T1 – Understanding the In-Camera Image Processing Pipeline for Computer Vision
T2 – Capturing 3D Deformable Models from the Real World
Computer vision technologies are yet to make a great impact in performance-critical areas such as graphics production for the entertainment industry and bio-mechanical modelling for medicine and sports. For these purposes, it is necessary to build accurate and editable 3D deformation models. Computer graphics has traditionally approached this requirement from the other side, using detailed hand-crafted models that are suited to the specific purpose. But data-driven deformation models, inspired partly from advances in computer vision, are getting increasingly popular due to their greater realism. With relatively cheap consumer-grade capture technologies, robust 3D deformation models can be built from the “big-data” of 3D deformations. It is an exciting opportunity for computer vision researchers to contribute to several new real-world applications.
Robust deformable models are also a powerful tool for solving challenging computer vision problems, as they provide more accurate priors than can be obtained from the images themselves. However, the knowledge of 3D surface deformation methods and 3D geometry processing is not as wide-spread in the computer vision community as it is in computer graphics. In this tutorial, we aim to bridge this gap.
T3 – Theory and Methods of Lightfield Photography
Computational photography focuses on capturing and processing discrete representations of all the light rays in the 3D space of a scene. Compared to conventional photography, which captures 2D images, computational photography captures the entire 4D “lightfield,” i.e., the full 4D radiance. To multiplex the 4D radiance onto conventional 2D sensors, light-field photography demands sophisticated optics and imaging technology. At the same time, 2D image creation is based on creating 2D projections of the 4D radiance.
This course presents light-field analysis in a rigorous, yet accessible, mathematical way, which often leads to surprisingly direct solutions. The mathematical foundations will be used to develop computational methods for lightfield processing and image rendering, including digital refocusing and perspective viewing. While emphasizing theoretical understanding, we also explain approaches and engineering solutions to practical problems in computational photography.
T4 – Higher Order Models and Inference Approaches in Computer Vision
T5 – DIY Deep Learning for Vision: a Hands-On Tutorial
This is a hands-on tutorial intended to present state-of-the-art deep learning models and equip vision researchers with the tools and know-how to incorporate deep learning into their work. Deep learning models and deep features have recently achieved strong results in classification and recognition, detection, and segmentation, but a common framework and shared models are needed to advance further work and reduce the barrier to entry.
To this end we present the Caffe – Convolutional Architecture for Fast Feature Embedding – framework that offers an open-source library, public reference models, and worked examples for deep learning in vision. Demos will be done live and the audience will be able to follow along with examples (if they follow pre-tutorial installation instructions).
T6 – Robust Optimization Techniques in Computer Vision
T7 – Domain Adaptation and Transfer Learning
A large part of the computer vision literature focuses on obtaining impressive results on large datasets under the main assumption that training and test samples are drawn from the same distribution.

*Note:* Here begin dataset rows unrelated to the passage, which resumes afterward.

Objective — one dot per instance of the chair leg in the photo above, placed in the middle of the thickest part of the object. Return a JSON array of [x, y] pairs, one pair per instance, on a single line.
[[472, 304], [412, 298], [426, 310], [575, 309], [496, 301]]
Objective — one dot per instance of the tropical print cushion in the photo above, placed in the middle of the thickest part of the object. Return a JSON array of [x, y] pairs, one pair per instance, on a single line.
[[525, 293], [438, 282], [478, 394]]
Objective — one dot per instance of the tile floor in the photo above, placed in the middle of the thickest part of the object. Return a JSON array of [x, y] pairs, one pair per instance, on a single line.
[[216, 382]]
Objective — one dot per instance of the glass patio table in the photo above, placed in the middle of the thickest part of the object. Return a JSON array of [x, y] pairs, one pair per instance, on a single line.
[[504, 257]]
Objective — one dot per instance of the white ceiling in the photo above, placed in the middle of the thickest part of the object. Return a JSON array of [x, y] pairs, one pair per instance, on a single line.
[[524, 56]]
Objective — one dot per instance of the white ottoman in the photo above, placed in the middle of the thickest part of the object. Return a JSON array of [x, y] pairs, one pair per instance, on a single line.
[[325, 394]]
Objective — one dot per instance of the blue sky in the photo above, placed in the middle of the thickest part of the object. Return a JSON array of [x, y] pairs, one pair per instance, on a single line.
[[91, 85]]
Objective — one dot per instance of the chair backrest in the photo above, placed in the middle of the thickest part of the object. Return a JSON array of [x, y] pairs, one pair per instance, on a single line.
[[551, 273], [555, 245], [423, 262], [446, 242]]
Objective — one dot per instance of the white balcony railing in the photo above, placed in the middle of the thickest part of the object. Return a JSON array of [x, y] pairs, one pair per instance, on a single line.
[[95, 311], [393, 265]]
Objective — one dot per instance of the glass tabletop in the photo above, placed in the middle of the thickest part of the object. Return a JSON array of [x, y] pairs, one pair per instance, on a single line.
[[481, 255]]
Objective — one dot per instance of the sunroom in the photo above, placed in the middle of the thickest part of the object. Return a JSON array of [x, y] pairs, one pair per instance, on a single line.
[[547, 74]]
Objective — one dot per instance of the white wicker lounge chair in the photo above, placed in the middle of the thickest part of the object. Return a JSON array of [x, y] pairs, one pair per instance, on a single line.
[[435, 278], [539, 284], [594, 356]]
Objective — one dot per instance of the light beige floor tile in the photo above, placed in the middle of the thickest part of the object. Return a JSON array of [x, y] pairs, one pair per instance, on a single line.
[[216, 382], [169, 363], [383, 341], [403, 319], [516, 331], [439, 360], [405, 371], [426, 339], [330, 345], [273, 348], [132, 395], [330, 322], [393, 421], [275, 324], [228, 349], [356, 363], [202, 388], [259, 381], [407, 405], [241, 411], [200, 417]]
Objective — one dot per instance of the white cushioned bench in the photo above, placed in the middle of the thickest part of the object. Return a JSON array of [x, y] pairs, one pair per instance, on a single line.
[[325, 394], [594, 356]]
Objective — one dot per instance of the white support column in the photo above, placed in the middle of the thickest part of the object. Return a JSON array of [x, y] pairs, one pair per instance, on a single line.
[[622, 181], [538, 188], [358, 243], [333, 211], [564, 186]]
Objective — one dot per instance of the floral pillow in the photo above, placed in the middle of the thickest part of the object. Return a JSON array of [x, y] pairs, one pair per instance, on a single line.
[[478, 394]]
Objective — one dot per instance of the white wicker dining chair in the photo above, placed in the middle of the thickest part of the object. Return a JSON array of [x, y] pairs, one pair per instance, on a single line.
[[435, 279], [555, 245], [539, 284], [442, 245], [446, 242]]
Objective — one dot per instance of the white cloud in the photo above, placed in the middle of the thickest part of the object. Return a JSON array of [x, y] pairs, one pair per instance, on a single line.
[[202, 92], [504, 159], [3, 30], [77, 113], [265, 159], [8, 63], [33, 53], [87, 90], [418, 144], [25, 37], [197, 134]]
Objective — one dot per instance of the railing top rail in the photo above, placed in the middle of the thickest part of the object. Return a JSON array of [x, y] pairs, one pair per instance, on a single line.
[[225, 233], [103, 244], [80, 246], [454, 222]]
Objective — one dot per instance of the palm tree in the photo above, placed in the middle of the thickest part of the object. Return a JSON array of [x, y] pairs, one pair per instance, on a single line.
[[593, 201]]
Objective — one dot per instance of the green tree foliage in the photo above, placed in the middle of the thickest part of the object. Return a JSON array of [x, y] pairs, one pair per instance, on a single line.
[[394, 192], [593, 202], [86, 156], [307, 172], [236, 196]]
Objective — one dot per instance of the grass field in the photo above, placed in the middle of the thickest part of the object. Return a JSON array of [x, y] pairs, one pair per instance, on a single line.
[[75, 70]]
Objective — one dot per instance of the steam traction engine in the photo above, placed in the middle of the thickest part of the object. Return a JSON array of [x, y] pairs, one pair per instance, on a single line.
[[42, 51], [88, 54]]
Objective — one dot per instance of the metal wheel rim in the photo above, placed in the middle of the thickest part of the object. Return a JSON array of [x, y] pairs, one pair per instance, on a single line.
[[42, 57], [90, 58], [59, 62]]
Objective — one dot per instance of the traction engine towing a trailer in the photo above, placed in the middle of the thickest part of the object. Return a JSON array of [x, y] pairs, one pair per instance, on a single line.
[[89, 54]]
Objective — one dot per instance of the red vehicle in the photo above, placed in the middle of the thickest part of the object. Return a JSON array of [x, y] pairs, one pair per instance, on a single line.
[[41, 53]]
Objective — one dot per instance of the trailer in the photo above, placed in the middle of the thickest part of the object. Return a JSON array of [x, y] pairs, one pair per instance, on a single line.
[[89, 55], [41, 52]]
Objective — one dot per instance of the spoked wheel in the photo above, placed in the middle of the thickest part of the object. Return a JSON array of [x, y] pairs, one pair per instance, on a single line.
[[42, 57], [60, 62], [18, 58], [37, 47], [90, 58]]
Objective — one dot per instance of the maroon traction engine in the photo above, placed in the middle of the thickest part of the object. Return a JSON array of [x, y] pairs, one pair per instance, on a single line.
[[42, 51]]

However, in several applications this assumption is grossly violated. Think about using algorithms trained on clean Amazon images to annotate objects acquired with a low-resolution cellphone camera, or using an organ detection and segmentation tool trained on CT images for MRI scans. Other challenging tasks appear across object classes: given the models of a giraffe and a zebra or some of their image patches, can we use them to detect and recognize an okapi?

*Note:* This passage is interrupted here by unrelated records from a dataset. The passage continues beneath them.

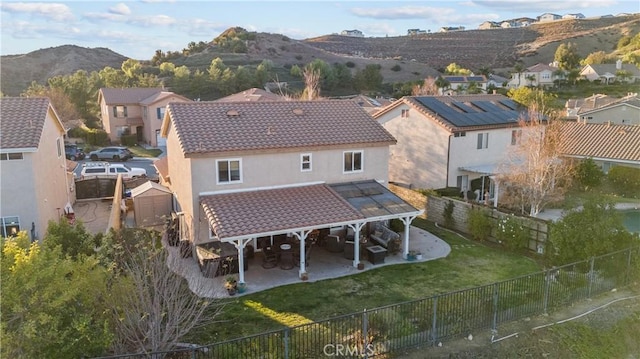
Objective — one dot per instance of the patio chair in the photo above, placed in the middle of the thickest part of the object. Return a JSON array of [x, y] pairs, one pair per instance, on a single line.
[[270, 259]]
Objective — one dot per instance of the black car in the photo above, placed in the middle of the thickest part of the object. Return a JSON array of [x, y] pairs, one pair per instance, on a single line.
[[73, 152]]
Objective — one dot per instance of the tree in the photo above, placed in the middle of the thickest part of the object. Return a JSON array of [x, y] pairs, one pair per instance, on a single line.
[[428, 88], [593, 230], [52, 305], [567, 56], [153, 306], [534, 173]]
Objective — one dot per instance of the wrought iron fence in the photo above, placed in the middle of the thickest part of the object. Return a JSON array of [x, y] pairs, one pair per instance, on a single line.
[[427, 321]]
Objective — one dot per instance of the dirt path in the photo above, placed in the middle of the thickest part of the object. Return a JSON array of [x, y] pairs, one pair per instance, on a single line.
[[533, 337]]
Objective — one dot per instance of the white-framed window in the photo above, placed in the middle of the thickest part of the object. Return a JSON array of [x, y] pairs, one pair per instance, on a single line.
[[305, 162], [352, 161], [10, 226], [11, 156], [229, 171], [483, 140], [515, 137], [120, 111]]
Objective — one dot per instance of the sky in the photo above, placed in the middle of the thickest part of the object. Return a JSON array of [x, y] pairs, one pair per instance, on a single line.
[[137, 29]]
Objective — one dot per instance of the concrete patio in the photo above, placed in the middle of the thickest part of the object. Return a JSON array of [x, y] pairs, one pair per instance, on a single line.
[[321, 265]]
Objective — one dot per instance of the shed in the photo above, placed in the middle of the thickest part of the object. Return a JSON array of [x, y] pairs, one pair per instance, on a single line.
[[152, 204]]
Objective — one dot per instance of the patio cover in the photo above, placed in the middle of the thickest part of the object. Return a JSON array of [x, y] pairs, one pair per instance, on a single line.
[[251, 214]]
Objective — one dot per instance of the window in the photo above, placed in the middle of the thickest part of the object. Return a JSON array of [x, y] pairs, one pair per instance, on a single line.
[[10, 226], [305, 162], [515, 137], [119, 111], [10, 156], [353, 161], [229, 171], [483, 140]]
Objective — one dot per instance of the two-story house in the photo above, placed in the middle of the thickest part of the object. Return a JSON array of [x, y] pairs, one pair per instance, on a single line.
[[138, 111], [243, 171], [538, 75], [36, 186], [448, 141]]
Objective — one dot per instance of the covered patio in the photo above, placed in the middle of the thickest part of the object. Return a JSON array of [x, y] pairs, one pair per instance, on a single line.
[[323, 265], [301, 218]]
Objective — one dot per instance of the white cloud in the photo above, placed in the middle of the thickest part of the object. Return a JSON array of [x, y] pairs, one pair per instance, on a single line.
[[52, 11], [120, 9]]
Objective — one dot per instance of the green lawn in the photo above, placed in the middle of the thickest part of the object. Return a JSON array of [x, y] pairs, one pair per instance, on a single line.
[[139, 151], [469, 264]]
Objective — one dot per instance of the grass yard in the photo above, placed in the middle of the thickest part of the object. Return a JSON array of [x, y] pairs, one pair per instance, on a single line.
[[469, 264]]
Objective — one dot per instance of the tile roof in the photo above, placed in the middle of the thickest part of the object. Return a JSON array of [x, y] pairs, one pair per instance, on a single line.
[[206, 127], [133, 95], [253, 94], [616, 142], [22, 121], [465, 112], [262, 211]]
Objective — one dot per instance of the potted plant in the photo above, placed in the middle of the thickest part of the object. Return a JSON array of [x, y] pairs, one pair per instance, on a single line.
[[231, 284]]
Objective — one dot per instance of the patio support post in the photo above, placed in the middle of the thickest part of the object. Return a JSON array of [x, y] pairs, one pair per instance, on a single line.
[[302, 236], [356, 242], [239, 244], [405, 243]]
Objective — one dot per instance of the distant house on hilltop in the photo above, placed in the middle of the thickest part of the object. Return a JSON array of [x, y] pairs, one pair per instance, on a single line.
[[353, 33]]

Despite the large availability of principled learning methods, it has been shown that they often fail in generalizing across domains, preventing any reliable automatic labeling and bringing back to the error prone and time expensive human annotation for new images. Domain adaptation and Transfer learning tackle these problems proposing methods that bridge the gap between the source training domain and different but related target test domains.

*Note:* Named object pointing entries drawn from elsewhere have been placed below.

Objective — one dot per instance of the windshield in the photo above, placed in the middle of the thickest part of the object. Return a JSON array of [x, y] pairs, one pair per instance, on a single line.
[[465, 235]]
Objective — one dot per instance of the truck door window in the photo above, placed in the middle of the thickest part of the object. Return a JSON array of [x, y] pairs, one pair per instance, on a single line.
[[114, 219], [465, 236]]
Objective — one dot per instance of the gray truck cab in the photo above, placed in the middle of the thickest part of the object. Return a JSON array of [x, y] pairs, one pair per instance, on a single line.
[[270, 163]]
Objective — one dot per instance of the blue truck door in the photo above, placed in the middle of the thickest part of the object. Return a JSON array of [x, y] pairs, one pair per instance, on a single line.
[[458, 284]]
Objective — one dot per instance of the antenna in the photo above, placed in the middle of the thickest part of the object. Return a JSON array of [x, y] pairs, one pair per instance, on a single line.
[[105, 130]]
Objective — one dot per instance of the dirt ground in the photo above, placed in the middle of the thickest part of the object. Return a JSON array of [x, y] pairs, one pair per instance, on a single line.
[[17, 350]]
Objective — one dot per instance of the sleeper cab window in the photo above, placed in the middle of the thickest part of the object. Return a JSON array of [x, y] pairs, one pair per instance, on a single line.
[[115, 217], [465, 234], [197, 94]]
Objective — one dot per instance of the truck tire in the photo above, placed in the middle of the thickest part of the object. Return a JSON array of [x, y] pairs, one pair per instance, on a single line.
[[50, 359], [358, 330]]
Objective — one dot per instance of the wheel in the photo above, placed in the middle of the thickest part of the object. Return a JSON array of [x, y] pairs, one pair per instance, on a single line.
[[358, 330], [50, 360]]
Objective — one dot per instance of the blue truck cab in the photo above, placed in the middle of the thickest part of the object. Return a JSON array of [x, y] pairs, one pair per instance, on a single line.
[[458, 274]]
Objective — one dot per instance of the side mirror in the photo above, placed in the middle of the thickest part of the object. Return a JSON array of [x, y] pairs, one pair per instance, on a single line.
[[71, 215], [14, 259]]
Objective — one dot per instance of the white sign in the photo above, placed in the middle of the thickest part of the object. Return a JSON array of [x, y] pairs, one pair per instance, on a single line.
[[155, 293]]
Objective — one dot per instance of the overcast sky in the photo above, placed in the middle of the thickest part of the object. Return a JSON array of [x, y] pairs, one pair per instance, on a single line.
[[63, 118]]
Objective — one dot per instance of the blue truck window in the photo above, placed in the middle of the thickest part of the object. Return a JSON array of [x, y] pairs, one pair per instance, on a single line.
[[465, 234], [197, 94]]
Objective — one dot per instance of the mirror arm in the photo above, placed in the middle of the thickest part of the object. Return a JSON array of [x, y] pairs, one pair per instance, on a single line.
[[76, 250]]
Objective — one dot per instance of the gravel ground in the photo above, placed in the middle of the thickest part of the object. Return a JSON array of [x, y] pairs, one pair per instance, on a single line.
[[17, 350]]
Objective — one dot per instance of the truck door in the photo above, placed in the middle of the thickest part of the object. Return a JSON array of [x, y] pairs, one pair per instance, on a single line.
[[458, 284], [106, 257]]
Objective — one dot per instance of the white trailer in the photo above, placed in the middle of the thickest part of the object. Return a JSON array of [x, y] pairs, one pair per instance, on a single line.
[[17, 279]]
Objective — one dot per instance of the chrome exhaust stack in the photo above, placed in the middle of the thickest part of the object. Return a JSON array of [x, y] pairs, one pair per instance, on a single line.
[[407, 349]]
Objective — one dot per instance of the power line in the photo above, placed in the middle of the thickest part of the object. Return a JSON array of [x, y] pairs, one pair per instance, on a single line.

T8 – 3D Scene Understanding
What does it mean to understand an image? The bounding-box or segment-level understanding produced by many current computer vision systems tells us little about where objects are located in 3D and how agents like humans could interact with them. However, recent work has focused on obtaining a complementary and geometric understanding of the scene in terms of the 3D volumes and surfaces that compose the scene and their interactions. This representation enables reasoning about the objects as they exist in a 3D world, rather than simply in the image plane, and has been demonstrated to have a myriad of applications for object detection, human-centric understanding, and graphics. Additionally, recent data-set collection efforts with depth cameras have made large-scale learning of these geometric representations possible and have opened up exciting avenues for research on large-scale learning with RGB-D datasets.
The tutorial organizers will summarize the state-of-the-art in 3D scene understanding in a half day tutorial. Participants will learn the fundamentals of 3D scene understanding with the aim of enabling its application to traditional 2D image tasks as well as research on the topic itself.